Agnico-Eagle Agrees to Assign Debt to Stornoway for Shares

01/30/2007

Stornoway Diamond Corporation (the "Company") announces that it and Agnico-Eagle Mines Limited ("Agnico") have entered into an agreement (the "Agreement") under which the Company has agreed to issue shares to Agnico in exchange for the assignment of a promissory note evidencing funds owed to Agnico by the Company's wholly-owned subsidiary, Contact Diamond Corporation ("Contact"). The Company completed its acquisition of Contact on January 17, 2007.

The Agreement, which is subject to the approval of the Toronto Stock Exchange, requires Agnico to assign the promissory note and all indebtedness evidenced thereby to the Company in exchange for 3,207,861 common shares of the Company. As at the effective date of the Agreement, principal and interest totaling $4,009,825.87 were due under the promissory note. The shares to be issued to Agnico will be issued at a deemed value of $1.25 per Stornoway share, and are to be distributed pursuant to an exemption from applicable securities laws; accordingly, the shares will be subject to a 4-month hold period. Upon this transaction, Agnico-Eagle will hold 25,805,692 shares of Stornoway, or 14.8% of the issued and outstanding equity. Given the simplicity of the transaction, that the shares are being issued at a premium to market and the transaction size relative to the Company, the Company considers it reasonable to close the transaction promptly after receipt of conditional acceptance from the Toronto Stock Exchange.

Eira Thomas, President and CEO of Stornoway, commented "We are very pleased that Agnico-Eagle has agreed to increase their investment in Stornoway by way of the exchange of the promissory note, and view this development as a strong endorsement of the growth strategy of the company".

On January 16th 2007 Stornoway announced the completion of the amalgamation of a wholly owned subsidiary with Ashton Mining of Canada, following a special general meeting of Ashton shareholders held on January 15th, 2007. On January 19th 2007 Stornoway further announced the completion of a compulsory acquisition of the outstanding shares of Contact Diamond Corporation. The successful completion of these transactions now allows Stornoway the opportunity to advance Canada's leading portfolio of diamond exploration and development assets.

About Stornoway

Stornoway Diamond Corporation is one of Canada's leading diamond exploration and development companies. The Company and its affiliates have been responsible for discovering over 150 kimberlites and six new Canadian diamond districts. Stornoway's management and technical team has a proven track record in wealth creation for shareholders and direct operating experience in each segment of the diamond "pipeline" from exploration to marketing.
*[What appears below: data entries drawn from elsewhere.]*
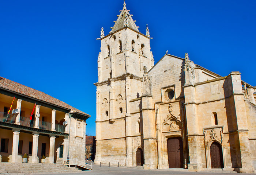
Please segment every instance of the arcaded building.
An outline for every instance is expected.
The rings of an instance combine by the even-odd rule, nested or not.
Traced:
[[[18,113],[12,113],[13,109]],[[29,163],[41,163],[43,157],[46,163],[63,164],[68,158],[84,161],[86,120],[90,117],[0,77],[0,162],[21,163],[25,153]]]
[[[255,172],[255,87],[187,53],[155,64],[148,28],[141,33],[132,16],[125,3],[98,39],[95,163]]]

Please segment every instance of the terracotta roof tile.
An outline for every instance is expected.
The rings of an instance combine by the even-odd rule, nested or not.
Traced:
[[[96,137],[95,136],[86,136],[85,138],[86,144],[92,145],[95,141]]]
[[[90,116],[90,115],[45,93],[1,77],[0,77],[0,87],[51,104],[65,108],[82,114]]]

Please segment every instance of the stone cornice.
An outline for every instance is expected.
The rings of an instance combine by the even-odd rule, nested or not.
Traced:
[[[103,122],[110,122],[110,120],[111,119],[114,119],[115,121],[116,121],[116,120],[121,120],[123,119],[124,119],[125,118],[125,117],[120,117],[120,118],[111,118],[109,120],[102,120],[101,121],[95,121],[95,123],[102,123]]]
[[[143,138],[143,140],[150,140],[150,139],[157,140],[157,138],[156,137],[146,137],[146,138]]]
[[[113,80],[114,81],[115,81],[117,80],[118,80],[123,78],[126,78],[127,77],[130,77],[131,79],[134,79],[140,81],[142,81],[142,78],[138,77],[137,75],[133,75],[133,74],[131,73],[125,73],[125,74],[122,74],[118,76],[112,78],[109,78],[108,80],[105,80],[105,81],[95,83],[94,83],[93,85],[95,86],[101,86],[102,85],[108,84],[110,81],[110,79],[111,79],[111,80]]]
[[[199,103],[197,103],[196,102],[195,102],[194,101],[192,101],[191,102],[188,102],[187,103],[185,103],[184,104],[184,105],[190,105],[191,104],[194,104],[195,105],[200,105],[202,104],[204,104],[206,103],[210,103],[211,102],[214,102],[215,101],[220,101],[221,100],[225,100],[227,98],[229,98],[231,97],[232,97],[234,96],[244,96],[244,93],[233,93],[231,95],[230,95],[230,96],[229,96],[229,97],[224,97],[224,98],[219,98],[218,99],[215,99],[215,100],[208,100],[207,101],[203,101],[202,102],[200,102]]]
[[[234,131],[228,131],[227,132],[223,132],[223,133],[224,134],[229,134],[229,133],[231,133],[232,132],[247,132],[248,131],[249,131],[249,130],[248,129],[236,129],[236,130]]]
[[[95,139],[95,140],[113,140],[113,139],[125,139],[125,137],[115,137],[115,138],[109,138],[108,139]]]
[[[195,86],[198,86],[199,85],[203,85],[204,84],[206,84],[206,83],[209,83],[211,82],[214,82],[215,81],[222,80],[222,79],[225,79],[227,78],[227,77],[222,77],[218,78],[215,78],[215,79],[211,79],[210,80],[208,80],[208,81],[205,81],[202,82],[199,82],[199,83],[195,83]]]
[[[199,66],[198,65],[197,65],[196,64],[195,64],[195,65],[196,65],[196,67],[195,68],[195,69],[201,69],[201,70],[204,71],[206,72],[207,72],[208,74],[210,74],[211,76],[214,76],[215,77],[218,77],[219,78],[222,77],[219,75],[218,75],[218,74],[216,74],[216,73],[214,73],[213,72],[212,72],[210,70],[208,70],[205,69],[204,67],[203,67],[202,66]]]
[[[143,110],[155,110],[155,109],[154,108],[142,108],[141,109],[141,111]]]
[[[119,31],[121,31],[121,30],[123,30],[123,29],[125,29],[125,28],[129,28],[129,29],[130,29],[131,30],[132,30],[132,31],[134,31],[134,32],[136,32],[136,33],[138,33],[138,34],[139,34],[140,35],[142,35],[142,36],[145,36],[146,38],[148,38],[148,39],[150,39],[150,37],[148,37],[148,36],[147,36],[146,35],[144,35],[144,34],[142,34],[142,33],[140,33],[140,32],[138,32],[138,31],[136,31],[136,30],[132,29],[132,28],[130,28],[130,27],[123,27],[123,28],[120,28],[120,29],[119,29],[119,30],[116,30],[116,31],[115,31],[114,32],[113,32],[113,33],[112,33],[112,32],[111,32],[111,33],[109,34],[108,35],[106,35],[105,36],[104,36],[104,37],[102,38],[101,38],[100,39],[101,39],[101,40],[102,40],[102,39],[105,39],[105,38],[108,38],[108,36],[111,36],[111,35],[114,35],[114,34],[115,34],[116,33],[117,33],[117,32],[119,32]]]
[[[140,100],[141,98],[135,98],[134,99],[131,100],[130,100],[129,102],[133,102],[133,101],[138,101],[138,100]]]
[[[142,94],[142,96],[141,96],[141,98],[143,98],[145,97],[153,97],[153,96],[152,96],[150,94]]]

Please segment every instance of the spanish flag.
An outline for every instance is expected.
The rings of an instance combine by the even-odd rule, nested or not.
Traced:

In Quebec, Stornoway has a 50% interest in the Renard Diamond Project through its 100% owned subsidiary Ashton Mining of Canada Ltd. Renard is currently undergoing a 10,000 tonne bulk sample ahead on an expected pre-feasibility study in 2007-2008. Elsewhere, Stornoway has advanced stage diamond exploration projects in Nunavut, Alberta and Ontario and exposure to over 20 million acres of prospective diamond properties across Canada and in Botswana.

On behalf of the Board
STORNOWAY DIAMOND CORPORATION
/s/ "Eira Thomas"
Eira Thomas

For further information, please contact Nick Thomas at 604-331-2259 or (888) 338-2200
** Website: www.stornowaydiamonds.com Email: info@stornowaydiamonds.com **

This news release may contain forward looking statements, being statements which are not historical facts, including, without limitation, statements regarding potential mineralization, exploration results, resource or reserve estimates, anticipated production or results, sales, revenues, costs, "best-efforts" financings or discussions of future plans and objectives. There can be no assurance that such statements will prove accurate. Such statements are necessarily based upon a number of estimates and assumptions that are subject to numerous risks and uncertainties that could cause actual results and future events to differ materially from those anticipated or projected. Important factors that could cause actual results to differ materially from the Company's expectations are in Company documents filed from time to time with the Toronto Stock Exchange and provincial securities regulators, most of which are available at www.sedar.com. The Company disclaims any intention or obligation to revise or update such statements.